As I've mentioned elsewhere, coaching continuity allows for long-term thinking, development of players, and lessens the pressure to win now that results in poor decision-making. The NFL is such a protean entity, with a tremendous amount of personnel turnover from year to year, that its absolutely foolhardy to make decisions according to the present situation.
In the 2009 draft, for example, the Cowboys were on the clock in the second round, and LeSean McCoy was the highest-rated player on their board. Instead of taking him, they traded out of the pick, because they already had what they perceived to be an embarrassment of riches at the position, with Marion Barber, Felix Jones and Tashard Choice. But they didn't really: Barber lasted two more years; Choice only a bit longer, and Felix has almost certainly played his last down in Dallas. Had they believed more strongly in the long term, and in their evaluations, McCoy would be a Cowboy now - and they still would have drafted DeMarco Murray in 2011. Not a bad 1-2 punch, eh?
When Jason Garrett claims that he wants to build a program in Dallas, its this kind of thinking that can (and I believe, will) be the result. But the key is that Dallas cannot panic; like Pittsburgh in the early 2000s, they (and by "they" I mean Jerry) must hold steady, believing in their system and program, trusting that the benefits will accrue slowly and that, once they do, they will be more permanent than possible under short term thinking.

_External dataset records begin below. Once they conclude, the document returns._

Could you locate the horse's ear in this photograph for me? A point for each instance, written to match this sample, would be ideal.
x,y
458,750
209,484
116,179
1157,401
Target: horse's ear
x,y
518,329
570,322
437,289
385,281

I'll close by offering up two teams as an example. Carolina has had tremendous turnover, with nine fluctuations of four or more games, has once won two games and once notched only a single win. On the other hand, they have twice won eleven games and once won twelve, and has been to a Super Bowl. The Panthers have averaged 7.29 wins per season. Philadelphia, on the other hand, had been one of the NFL's "steady Eddies" under Andy Reid and Joe Banner, averaging 9.29 wins per, with eight ten-win seasons, six NFC championship game appearances and one Super Bowl. More importantly, there has been very little fluctuation; once they became good, they continued to be good.That's because they continuously stuck to a sound core philosophy; indeed, it was when they abandoned this philosophy in the 2011 offseason, spending money on Free Agents a la Daniel Snyder's Redskins, that the Eagles began to fall.